Pradaxa oral granules (dabigatran etexilate) were approved for treatment with children from 3 months to 12 years (VTE) directly after treatment with an injectable anticoagulant for at least five days. The tablets were also approved to prevent recurrent clots among children in this age group who have completed treatment for their first VTE. The capsule form of Pradaxa was also approved for these indications in patients from 8 years of age.

Approval was based on safety and efficacy data from an open-label study of 267 who were randomly assigned to receive Pradaxa or standard of care. 45.8% of patients randomly assigned to Pradaxa and 42.2% of patients randomly assigned to standard care reached the endpoint of non-recurrence of blood clots, major and minor bleeding, or death. . Safety data were derived from an open-label single-arm study of 214 patients with a history of blood clots. Recurrence of blood clots occurred in three patients (1.4 percent), which was comparable to that observed with standard care.

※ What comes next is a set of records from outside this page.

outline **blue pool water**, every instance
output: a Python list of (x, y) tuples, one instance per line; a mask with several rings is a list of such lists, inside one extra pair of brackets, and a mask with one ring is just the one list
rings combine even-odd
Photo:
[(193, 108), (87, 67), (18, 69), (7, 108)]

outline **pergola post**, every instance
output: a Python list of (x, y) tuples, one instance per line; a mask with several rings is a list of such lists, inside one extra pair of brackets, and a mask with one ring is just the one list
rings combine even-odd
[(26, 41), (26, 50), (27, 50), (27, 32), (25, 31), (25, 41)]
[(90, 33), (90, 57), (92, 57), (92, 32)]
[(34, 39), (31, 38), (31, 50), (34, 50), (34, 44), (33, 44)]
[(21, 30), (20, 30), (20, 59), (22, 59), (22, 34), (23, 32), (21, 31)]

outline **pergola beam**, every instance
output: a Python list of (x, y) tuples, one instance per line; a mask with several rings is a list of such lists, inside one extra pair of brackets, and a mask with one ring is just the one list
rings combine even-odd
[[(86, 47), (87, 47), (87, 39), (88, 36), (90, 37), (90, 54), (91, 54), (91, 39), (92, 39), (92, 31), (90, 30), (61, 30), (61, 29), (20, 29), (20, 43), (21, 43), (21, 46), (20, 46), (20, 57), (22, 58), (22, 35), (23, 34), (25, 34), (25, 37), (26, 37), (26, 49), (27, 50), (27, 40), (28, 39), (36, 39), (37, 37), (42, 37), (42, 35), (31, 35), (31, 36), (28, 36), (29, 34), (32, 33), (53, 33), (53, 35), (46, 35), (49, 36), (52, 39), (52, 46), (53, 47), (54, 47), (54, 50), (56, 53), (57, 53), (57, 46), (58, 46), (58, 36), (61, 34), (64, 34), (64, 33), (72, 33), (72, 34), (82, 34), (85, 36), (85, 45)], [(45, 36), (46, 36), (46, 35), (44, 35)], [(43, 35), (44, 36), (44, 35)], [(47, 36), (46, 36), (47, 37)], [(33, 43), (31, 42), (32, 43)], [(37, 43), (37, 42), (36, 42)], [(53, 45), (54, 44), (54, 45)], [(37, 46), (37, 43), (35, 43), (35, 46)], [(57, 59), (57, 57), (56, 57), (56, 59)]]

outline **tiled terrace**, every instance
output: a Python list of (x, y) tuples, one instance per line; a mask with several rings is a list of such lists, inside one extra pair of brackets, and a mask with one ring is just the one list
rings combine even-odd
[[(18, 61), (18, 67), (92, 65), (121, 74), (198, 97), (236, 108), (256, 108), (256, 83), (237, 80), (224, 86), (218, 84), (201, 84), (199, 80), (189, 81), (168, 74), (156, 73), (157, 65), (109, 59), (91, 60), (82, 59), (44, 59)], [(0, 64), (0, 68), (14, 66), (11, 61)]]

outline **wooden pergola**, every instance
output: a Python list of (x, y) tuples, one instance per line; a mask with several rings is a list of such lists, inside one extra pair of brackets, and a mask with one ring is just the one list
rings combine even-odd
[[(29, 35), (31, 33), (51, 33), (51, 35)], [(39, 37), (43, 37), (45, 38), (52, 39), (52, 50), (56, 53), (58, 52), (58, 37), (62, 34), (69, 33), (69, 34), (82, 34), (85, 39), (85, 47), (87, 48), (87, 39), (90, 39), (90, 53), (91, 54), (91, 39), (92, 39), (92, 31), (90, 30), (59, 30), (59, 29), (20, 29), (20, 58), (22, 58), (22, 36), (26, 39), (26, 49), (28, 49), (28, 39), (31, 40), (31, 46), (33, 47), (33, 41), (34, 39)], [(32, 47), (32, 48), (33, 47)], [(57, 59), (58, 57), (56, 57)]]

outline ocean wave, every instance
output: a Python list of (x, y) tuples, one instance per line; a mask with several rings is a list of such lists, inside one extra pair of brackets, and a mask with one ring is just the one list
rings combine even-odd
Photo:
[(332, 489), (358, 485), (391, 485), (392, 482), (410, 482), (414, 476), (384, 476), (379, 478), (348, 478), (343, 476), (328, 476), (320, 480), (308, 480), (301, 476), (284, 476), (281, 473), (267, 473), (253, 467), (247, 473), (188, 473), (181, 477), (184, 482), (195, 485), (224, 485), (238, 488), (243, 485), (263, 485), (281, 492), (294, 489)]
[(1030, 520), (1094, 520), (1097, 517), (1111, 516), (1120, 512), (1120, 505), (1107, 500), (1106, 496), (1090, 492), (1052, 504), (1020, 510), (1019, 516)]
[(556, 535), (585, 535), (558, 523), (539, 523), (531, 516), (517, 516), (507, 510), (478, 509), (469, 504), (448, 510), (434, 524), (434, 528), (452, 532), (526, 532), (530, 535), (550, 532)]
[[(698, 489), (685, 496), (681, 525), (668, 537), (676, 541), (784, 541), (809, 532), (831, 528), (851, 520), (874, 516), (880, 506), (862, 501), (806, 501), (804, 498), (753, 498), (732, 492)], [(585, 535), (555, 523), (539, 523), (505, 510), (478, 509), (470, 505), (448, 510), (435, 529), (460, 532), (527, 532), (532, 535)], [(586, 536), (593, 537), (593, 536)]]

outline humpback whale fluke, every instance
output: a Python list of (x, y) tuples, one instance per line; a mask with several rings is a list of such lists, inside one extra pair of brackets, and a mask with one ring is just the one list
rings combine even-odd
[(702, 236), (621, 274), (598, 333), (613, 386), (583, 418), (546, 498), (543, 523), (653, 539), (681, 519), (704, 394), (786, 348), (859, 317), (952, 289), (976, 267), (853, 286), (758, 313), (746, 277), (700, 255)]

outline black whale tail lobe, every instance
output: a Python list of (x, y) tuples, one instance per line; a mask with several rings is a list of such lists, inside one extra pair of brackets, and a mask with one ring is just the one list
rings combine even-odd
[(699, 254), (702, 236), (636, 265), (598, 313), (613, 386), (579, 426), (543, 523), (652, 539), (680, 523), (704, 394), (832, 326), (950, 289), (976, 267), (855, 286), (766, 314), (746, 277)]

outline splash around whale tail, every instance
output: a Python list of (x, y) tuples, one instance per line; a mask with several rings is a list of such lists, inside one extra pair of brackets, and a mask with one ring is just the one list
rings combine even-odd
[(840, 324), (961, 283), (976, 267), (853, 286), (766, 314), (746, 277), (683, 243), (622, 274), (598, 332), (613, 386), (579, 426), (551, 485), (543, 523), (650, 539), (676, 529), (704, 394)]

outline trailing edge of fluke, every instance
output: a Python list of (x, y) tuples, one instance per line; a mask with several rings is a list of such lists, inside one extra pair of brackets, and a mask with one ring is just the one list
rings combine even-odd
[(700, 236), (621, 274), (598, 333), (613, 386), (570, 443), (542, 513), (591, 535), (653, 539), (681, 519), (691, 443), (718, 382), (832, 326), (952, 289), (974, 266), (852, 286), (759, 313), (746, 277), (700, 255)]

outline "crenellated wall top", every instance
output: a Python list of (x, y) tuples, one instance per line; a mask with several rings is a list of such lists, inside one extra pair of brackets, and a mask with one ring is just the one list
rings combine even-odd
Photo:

The most common side effects of Pradaxa were symptoms of the digestive system and bleeding. The FDA notes that the drug can also cause severe and fatal bleeding. Not recommended in patients with heart valve bioprosthesis or triple positive antiphospholipid syndrome. A boxed warning on the prescription label warns that early discontinuation of treatment could increase the risk of suffering from it .

Approval was granted to Boehringer Ingelheim.